His fortunes at the close of this campaign, were at their lowest ebb. The loss of de Quincy and the defeat of Thurles had sorely shaken his military reputation. His jealousy of that powerful family connexion, the Geraldines, had driven Maurice Fitzgerald and Raymond the Fat to retire in disgust into Wales. Donald Kavanagh, O'Dempsey, and the native party in Leinster, set him at defiance, and his own troops refused to obey the orders of his uncle Herve, demanding to be led by the more popular and youthful Raymond. To add to his embarrassments, Henry summoned him to France in the very crisis of his troubles, and he dared not disobey that jealous and exacting master. He was, however, not long detained by the English King. Clothed with supreme authority, and with Raymond for his lieutenant, he returned to resume the work of conquest. To conciliate the Geraldines, he at last consented to give his sister Basilia in marriage to the brilliant captain, on whose sword so much depended. At the same time Alina, the widow of de Quincy, was married to the second son of Fitzgerald, and Nesta Fitzgerald was united to Raymond's former rival, Herve. Thus, bound together, fortune returned in full tide to the adventurers. Limerick, which had been taken and burned to the water's edge by Donald O'Brien after the battle of Thurles, was recaptured and fortified anew; Waterford was more strongly garrisoned than ever; Donald Kavanagh was taken off, apparently by treachery (A.D. 1175), and all seemed to promise the enjoyment of uninterrupted power to the Earl. But his end was already come. An ulcer in his foot brought on a long and loathsome illness, which terminated in his death, in the month of May, 1176, or 1177. He was buried in Christ Church, Dublin, which he had contributed to enlarge, and was temporarily succeeded in the government of the Normans by his lieutenant and brother-in-law, Raymond. By the Lady Eva he left one daughter, Isabel, married at the age of fourteen to William Marshall, Earl of Pembroke, who afterwards claimed the proprietary of Leinster, by virtue of this marriage. Lady Isabel left again five daughters, who were the ancestresses of the Mortimers, Braces, and other historic families of England and Scotland. And so the blood of Earl Richard and his Irish Princess descended for many generations to enrich other houses and ennoble other names than his own.
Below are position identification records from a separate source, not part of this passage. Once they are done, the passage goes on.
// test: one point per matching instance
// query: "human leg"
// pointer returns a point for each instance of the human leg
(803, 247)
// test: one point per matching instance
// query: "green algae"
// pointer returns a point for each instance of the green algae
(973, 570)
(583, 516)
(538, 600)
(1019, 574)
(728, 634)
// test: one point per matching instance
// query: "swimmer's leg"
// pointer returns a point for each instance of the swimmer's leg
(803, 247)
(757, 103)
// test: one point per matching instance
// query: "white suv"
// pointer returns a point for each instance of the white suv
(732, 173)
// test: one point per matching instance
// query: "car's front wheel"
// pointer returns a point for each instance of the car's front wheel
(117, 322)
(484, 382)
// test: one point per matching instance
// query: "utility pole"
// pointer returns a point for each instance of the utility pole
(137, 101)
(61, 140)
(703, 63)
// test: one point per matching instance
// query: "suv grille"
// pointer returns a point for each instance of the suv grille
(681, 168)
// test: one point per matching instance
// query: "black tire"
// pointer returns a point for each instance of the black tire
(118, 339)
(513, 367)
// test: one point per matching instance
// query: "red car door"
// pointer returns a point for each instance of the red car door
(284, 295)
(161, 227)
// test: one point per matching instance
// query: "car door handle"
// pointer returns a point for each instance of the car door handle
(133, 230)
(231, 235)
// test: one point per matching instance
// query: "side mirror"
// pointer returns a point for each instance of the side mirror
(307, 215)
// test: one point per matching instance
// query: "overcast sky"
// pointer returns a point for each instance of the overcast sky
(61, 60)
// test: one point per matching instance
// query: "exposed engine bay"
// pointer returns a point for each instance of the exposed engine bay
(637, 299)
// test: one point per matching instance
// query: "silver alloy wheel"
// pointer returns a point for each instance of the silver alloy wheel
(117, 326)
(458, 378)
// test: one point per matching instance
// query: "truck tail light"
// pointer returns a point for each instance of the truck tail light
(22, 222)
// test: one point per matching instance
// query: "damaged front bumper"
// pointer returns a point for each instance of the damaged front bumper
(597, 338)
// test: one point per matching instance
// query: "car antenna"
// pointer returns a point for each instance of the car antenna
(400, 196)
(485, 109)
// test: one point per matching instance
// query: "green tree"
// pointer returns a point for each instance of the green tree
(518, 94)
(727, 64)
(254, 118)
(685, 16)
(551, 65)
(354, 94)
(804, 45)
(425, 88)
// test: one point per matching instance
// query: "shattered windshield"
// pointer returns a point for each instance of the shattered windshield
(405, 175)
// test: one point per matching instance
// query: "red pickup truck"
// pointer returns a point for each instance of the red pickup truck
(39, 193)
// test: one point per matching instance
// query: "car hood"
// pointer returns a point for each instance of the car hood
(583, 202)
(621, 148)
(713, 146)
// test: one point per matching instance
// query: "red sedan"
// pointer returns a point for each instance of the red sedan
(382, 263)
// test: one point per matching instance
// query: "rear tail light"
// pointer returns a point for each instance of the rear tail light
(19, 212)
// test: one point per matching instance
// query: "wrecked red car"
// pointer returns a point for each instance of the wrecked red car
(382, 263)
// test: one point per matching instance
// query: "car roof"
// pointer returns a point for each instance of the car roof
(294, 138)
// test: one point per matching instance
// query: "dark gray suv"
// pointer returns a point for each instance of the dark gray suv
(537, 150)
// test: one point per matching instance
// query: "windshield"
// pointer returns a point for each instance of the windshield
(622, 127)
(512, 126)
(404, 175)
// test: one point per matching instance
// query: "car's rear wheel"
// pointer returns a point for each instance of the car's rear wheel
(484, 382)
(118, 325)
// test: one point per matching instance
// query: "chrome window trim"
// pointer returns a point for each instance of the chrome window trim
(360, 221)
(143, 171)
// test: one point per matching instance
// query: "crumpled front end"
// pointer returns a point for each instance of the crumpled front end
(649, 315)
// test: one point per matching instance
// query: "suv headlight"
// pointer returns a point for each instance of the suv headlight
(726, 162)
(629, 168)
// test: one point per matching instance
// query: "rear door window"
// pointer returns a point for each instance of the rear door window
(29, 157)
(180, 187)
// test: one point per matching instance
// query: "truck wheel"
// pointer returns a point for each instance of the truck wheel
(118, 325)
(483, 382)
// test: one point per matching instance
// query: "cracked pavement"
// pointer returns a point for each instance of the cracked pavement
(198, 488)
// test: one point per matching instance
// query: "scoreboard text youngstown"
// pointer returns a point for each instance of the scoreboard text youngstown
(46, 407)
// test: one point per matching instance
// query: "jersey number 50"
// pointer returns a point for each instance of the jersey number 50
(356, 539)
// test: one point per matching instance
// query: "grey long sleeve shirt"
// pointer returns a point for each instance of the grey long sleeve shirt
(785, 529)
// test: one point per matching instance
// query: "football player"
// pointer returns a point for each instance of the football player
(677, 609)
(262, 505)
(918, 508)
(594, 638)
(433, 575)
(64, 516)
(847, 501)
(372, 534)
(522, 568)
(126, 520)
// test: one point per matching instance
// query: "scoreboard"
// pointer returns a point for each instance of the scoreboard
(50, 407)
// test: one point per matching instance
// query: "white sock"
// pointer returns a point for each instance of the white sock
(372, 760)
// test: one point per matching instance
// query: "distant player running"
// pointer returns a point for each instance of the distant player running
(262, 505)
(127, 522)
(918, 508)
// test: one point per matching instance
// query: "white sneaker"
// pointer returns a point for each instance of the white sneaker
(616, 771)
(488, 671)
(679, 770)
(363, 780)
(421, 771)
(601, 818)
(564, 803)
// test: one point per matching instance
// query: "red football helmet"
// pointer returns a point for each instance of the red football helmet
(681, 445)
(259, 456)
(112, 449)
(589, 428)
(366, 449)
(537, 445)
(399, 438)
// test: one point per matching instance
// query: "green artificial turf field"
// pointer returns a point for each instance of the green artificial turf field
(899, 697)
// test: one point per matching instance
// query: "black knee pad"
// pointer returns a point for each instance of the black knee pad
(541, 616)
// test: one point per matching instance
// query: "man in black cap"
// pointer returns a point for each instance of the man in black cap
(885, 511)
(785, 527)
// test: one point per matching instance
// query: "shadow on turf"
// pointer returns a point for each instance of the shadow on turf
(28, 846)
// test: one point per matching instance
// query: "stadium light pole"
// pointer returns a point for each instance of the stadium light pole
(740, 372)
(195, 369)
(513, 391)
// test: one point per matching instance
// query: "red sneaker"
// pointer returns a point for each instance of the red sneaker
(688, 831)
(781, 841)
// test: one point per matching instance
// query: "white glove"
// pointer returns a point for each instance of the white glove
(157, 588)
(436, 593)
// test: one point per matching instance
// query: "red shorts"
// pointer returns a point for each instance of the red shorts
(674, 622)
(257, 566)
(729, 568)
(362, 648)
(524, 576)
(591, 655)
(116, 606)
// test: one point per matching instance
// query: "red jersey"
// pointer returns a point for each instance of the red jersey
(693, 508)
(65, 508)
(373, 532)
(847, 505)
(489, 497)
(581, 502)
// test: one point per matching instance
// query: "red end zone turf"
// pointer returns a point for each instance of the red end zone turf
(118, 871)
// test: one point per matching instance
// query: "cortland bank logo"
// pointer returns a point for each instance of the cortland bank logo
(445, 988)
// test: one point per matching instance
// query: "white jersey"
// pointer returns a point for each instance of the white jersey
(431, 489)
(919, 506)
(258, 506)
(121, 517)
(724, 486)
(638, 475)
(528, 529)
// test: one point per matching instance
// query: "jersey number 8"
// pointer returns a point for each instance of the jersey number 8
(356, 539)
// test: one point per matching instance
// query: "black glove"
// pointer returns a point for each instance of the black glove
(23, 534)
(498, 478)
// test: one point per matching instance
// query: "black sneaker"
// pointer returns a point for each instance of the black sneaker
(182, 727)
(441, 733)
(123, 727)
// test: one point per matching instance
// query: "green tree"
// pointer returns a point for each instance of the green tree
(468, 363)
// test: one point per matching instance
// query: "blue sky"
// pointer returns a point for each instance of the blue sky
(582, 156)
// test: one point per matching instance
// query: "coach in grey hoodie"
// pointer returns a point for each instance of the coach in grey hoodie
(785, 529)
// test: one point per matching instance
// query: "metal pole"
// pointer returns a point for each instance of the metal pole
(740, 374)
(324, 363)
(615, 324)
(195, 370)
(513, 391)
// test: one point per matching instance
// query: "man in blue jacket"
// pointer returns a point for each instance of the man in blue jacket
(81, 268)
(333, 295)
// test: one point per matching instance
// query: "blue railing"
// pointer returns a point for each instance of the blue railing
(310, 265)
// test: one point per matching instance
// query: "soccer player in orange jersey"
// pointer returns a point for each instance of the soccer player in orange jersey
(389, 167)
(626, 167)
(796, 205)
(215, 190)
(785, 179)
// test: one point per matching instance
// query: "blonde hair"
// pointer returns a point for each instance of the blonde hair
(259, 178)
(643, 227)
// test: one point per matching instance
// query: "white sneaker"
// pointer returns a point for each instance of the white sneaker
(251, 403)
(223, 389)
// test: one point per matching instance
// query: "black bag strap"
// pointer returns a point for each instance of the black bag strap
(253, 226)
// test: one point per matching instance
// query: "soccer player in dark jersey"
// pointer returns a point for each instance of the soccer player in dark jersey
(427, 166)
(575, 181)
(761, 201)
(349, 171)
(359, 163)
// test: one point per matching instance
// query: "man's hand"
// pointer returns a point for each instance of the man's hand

Strongbow is described by Giraldus, whose personal sketches, of the leading invaders form the most valuable part of his book, as less a statesman than a soldier, and more a soldier than a general. His complexion was freckled, his neck slender, his voice feminine and shrill, and his temper equable and uniform. His career in Ireland was limited to seven years in point of time, and his resources were never equal to the task he undertook. Had they been so, or had he not been so jealously counteracted by his suzerain, he might have founded a new Norman dynasty on as solid a basis as William, or as Rollo himself had done.